TALLAHASSEE, FL – Florida leads the nation in the number of individuals, nearly 6 million, who are living in Dental Health Professional Shortage Areas. Sixty-six of Florida’s 67 counties lack the amount of professionals needed to provide care, according to U.S. Health Resources and Services Administration data. Advocates say the shortage is of crisis proportions leading to significant impacts on general health as they say poor oral health is linked to impaired school learning, heart disease and even death.

Dr. Frank Catalanotto, founder of Floridians for Dental Access, said part of the problem is the significant cost of dental care. He noted in Florida and nationally, thousands of people with toothaches take their problems to an emergency room.

“The physicians in the emergency rooms aren’t prepared to deal with this, so the patient gets antibiotics and pain medication and then told to see a dentist tomorrow,” Catalanotto pointed out. “Well, if they couldn’t afford a dentist today, they are not going to afford one tomorrow.”

Catalanotto reported of the 150,000 who went to the emergency room in 2019, 4,000 of them were admitted to the hospital because the dental infections were life-threatening. As of 2020 and 2021, there were 12,264 dentists in Florida, according to the state Department of Health, and not all of them take Medicaid, which provides coverage for low-income individuals.

Most dentists in Florida are concentrated in large urban counties, with very few dentists in many rural counties. Three counties — Dixie, Glades and Lafayette — have no dentists. State health data show three other counties — Union, Gilchrist and Franklin — each had just one.

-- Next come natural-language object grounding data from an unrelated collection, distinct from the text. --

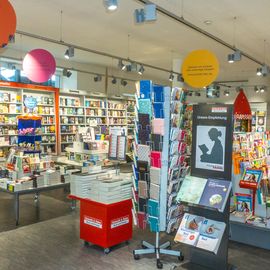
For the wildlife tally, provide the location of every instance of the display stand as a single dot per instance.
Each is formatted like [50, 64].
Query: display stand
[159, 248]
[204, 259]
[209, 118]
[105, 225]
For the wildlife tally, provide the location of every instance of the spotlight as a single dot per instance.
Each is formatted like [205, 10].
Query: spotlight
[171, 77]
[114, 81]
[259, 72]
[262, 90]
[66, 73]
[69, 52]
[226, 93]
[180, 78]
[111, 5]
[121, 65]
[236, 56]
[141, 70]
[263, 71]
[256, 89]
[123, 82]
[97, 78]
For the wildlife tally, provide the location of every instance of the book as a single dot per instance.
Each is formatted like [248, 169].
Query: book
[189, 229]
[216, 194]
[251, 175]
[243, 202]
[211, 233]
[191, 190]
[153, 208]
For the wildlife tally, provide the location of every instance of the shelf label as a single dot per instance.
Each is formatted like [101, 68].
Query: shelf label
[119, 222]
[93, 222]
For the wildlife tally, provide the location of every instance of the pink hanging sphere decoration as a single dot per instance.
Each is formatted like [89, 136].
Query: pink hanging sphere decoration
[39, 65]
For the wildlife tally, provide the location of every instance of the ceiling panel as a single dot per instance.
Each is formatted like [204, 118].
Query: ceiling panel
[87, 23]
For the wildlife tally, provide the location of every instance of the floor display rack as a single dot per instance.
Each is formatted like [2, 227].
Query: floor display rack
[12, 96]
[250, 207]
[155, 164]
[205, 227]
[61, 115]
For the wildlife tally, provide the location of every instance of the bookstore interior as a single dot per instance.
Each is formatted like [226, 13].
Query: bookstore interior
[182, 157]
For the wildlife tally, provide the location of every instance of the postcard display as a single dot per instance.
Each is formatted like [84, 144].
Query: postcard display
[205, 193]
[250, 209]
[156, 159]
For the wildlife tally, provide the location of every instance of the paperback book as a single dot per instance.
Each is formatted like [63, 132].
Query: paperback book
[216, 193]
[189, 229]
[211, 234]
[191, 190]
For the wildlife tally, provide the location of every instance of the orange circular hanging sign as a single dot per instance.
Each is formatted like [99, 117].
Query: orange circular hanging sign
[200, 68]
[8, 22]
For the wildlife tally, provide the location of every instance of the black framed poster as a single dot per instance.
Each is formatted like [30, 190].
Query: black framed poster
[212, 135]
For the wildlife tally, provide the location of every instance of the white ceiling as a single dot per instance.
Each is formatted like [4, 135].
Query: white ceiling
[86, 23]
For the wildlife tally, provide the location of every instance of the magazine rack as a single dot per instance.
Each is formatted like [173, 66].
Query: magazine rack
[163, 163]
[205, 259]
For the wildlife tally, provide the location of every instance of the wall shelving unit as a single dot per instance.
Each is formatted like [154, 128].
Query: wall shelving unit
[62, 115]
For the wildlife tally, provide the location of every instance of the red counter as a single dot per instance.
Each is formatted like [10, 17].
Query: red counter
[105, 225]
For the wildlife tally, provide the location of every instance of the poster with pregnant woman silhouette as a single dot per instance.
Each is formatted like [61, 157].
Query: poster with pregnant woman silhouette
[212, 141]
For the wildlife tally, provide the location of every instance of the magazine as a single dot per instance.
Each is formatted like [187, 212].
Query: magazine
[191, 190]
[216, 194]
[211, 234]
[189, 229]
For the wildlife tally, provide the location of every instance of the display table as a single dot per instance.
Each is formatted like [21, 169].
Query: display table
[105, 225]
[35, 191]
[250, 235]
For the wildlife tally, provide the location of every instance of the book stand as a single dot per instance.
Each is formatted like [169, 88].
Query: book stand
[205, 259]
[157, 249]
[161, 225]
[252, 186]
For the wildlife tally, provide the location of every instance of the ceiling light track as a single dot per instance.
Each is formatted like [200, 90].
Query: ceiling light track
[77, 70]
[198, 29]
[62, 43]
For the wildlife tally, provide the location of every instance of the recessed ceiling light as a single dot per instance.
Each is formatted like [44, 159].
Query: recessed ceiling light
[208, 22]
[111, 5]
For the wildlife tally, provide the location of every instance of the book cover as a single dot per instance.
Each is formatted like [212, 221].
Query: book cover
[191, 190]
[251, 175]
[189, 229]
[243, 202]
[211, 233]
[216, 193]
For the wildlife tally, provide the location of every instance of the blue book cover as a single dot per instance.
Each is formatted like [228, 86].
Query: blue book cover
[145, 106]
[211, 233]
[146, 89]
[154, 224]
[158, 109]
[158, 93]
[153, 208]
[216, 193]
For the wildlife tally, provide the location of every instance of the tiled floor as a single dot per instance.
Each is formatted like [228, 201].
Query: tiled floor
[53, 242]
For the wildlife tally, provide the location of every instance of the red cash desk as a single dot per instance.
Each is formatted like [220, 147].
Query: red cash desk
[105, 225]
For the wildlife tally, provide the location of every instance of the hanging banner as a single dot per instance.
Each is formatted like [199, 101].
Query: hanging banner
[212, 133]
[200, 68]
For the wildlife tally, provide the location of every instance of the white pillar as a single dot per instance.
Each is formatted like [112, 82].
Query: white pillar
[177, 67]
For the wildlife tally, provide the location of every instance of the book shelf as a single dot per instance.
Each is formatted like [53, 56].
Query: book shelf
[72, 116]
[11, 106]
[46, 109]
[117, 113]
[61, 115]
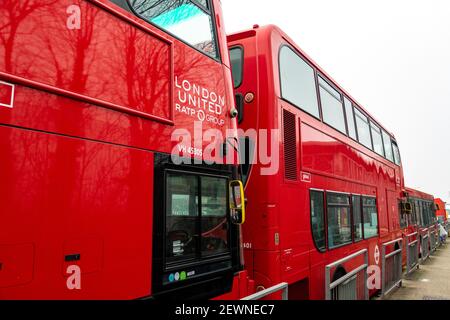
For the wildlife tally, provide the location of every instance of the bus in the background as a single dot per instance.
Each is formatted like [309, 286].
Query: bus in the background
[95, 202]
[332, 207]
[424, 213]
[441, 212]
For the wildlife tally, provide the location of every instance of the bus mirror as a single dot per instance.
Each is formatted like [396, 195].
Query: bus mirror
[406, 207]
[240, 107]
[237, 202]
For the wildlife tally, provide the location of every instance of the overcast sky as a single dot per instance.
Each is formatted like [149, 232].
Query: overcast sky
[392, 56]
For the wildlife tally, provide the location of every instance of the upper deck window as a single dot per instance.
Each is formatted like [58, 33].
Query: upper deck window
[188, 20]
[350, 118]
[377, 140]
[388, 146]
[362, 125]
[237, 65]
[298, 84]
[332, 108]
[397, 159]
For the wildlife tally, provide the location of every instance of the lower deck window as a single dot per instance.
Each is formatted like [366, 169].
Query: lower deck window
[196, 217]
[339, 220]
[370, 216]
[357, 218]
[318, 219]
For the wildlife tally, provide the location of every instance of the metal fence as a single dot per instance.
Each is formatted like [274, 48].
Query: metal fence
[412, 252]
[351, 286]
[425, 245]
[433, 238]
[283, 287]
[391, 265]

Catalanotto noted more research is connecting the dots on how this disparity is impacting the health of school children and adults.

“If you’re not learning, you’re not going to get an education,” Catalanotto emphasized. “And for adults it’s way more serious because there is now very good strong scientific literature about the relationship, for example, between gum disease, periodontal disease and diabetes.”

At last count in Florida, Catalanotto said fewer than one in five dentists, just 18%, participated in Medicaid in 2016. He added the scary part of the crisis to him is how little the public knows about how oral health impacts their everyday health so, his group’s focus is to spread awareness and eventually land on concrete solutions which get to the root of the problems.